ProShares - Ultra S&P500 (SSO) Volatility Skew

Implied volatility skew shows how IV varies across strike prices for a given expiration. Steeper skews indicate higher demand for downside protection relative to upside speculation.

ProShares - Ultra S&P500 (SSO) operates in the Financial Services sector, specifically the Asset Management industry, with a market capitalization near $7.37B, listed on AMEX, carrying a beta of 2.04 to the broader market. ProShares Ultra S&P500 seeks daily investment results, before fees and expenses, that correspond to two times (2x) the daily performance of the S&P 500. public since 2006-06-21.

Snapshot as of May 15, 2026.

Spot Price
$66.61
ATM IV
28.6%
IV Skew 25Δ
0.078
IV Rank
33.2%
IV Percentile
53.2%
Term Structure Slope
-0.009

As of May 15, 2026, ProShares - Ultra S&P500 (SSO) at-the-money implied volatility is 28.6%. IV rank is 33.2% (where 0% is the 52-week low and 100% is the 52-week high). IV percentile is 53.2%. The 25-delta skew is +0.078: calls carry premium over puts, indicating upside speculation or squeeze risk. High IV rank typically favors premium-selling strategies; low IV rank favors premium-buying.

SSO Strategy Selection at Current Volatility Levels

For ProShares - Ultra S&P500 options at 28.6% ATM IV, mid-range IV rank (33.2%) is the regime where directional conviction matters more than vol-regime positioning; strategy choice should follow the event calendar and the dealer-positioning view rather than IV rank alone. The 25-delta skew tilts to calls, so call-credit spreads or covered-call writes harvest more premium than put-credit spreads of the same width. Pair the vol-rank read with the dealer-gamma view and the upcoming-events calendar to confirm the strategy fits both the structural regime and the path-dependent risk. The variance risk premium - the persistent gap between implied and subsequently realized vol - is positive in equity markets on average; high IV rank typically reflects a stretch where the premium is wider than usual.
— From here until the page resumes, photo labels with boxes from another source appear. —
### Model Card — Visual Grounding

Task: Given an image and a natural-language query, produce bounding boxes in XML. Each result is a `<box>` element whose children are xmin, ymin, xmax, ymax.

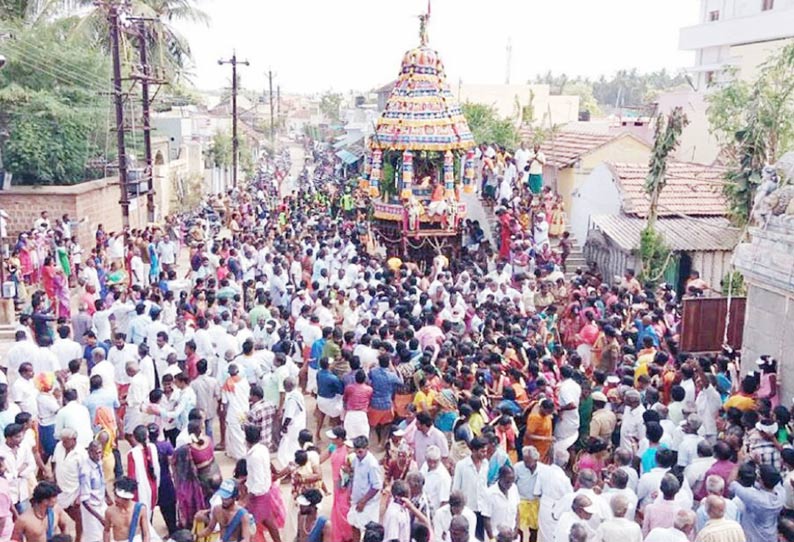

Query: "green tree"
<box><xmin>708</xmin><ymin>44</ymin><xmax>794</xmax><ymax>225</ymax></box>
<box><xmin>320</xmin><ymin>92</ymin><xmax>343</xmax><ymax>123</ymax></box>
<box><xmin>640</xmin><ymin>107</ymin><xmax>689</xmax><ymax>282</ymax></box>
<box><xmin>207</xmin><ymin>130</ymin><xmax>232</xmax><ymax>168</ymax></box>
<box><xmin>75</xmin><ymin>0</ymin><xmax>209</xmax><ymax>83</ymax></box>
<box><xmin>0</xmin><ymin>20</ymin><xmax>109</xmax><ymax>184</ymax></box>
<box><xmin>461</xmin><ymin>102</ymin><xmax>519</xmax><ymax>149</ymax></box>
Learn how volatility skew is reported and how to read the data →

Frequently asked SSO volatility skew questions

What is the current SSO ATM implied volatility?
As of May 15, 2026, ProShares - Ultra S&P500 (SSO) at-the-money implied volatility is 28.6%. IV rank is 33.2% on a 0-100% scale anchored to the 1-year IV range. ATM IV is the volatility input that makes a Black-Scholes-equivalent model reproduce the listed at-the-money option prices.
Is SSO IV high or low historically?
IV is near its 1-year median, a regime where strategy choice depends on directional conviction and event calendar rather than vol regime.
What does SSO volatility skew tell options traders?
Volatility skew is the pattern by which IV varies across strikes for a given expiration. ProShares - Ultra S&P500 shows upside-skewed pricing: 25-delta calls trade richer than 25-delta puts, often reflecting upside speculation or squeeze risk. Skew matters for risk-defined strategy selection: when downside puts are rich, put-credit spreads capture more premium; when upside calls are rich, call-credit spreads or covered-call writes harvest more.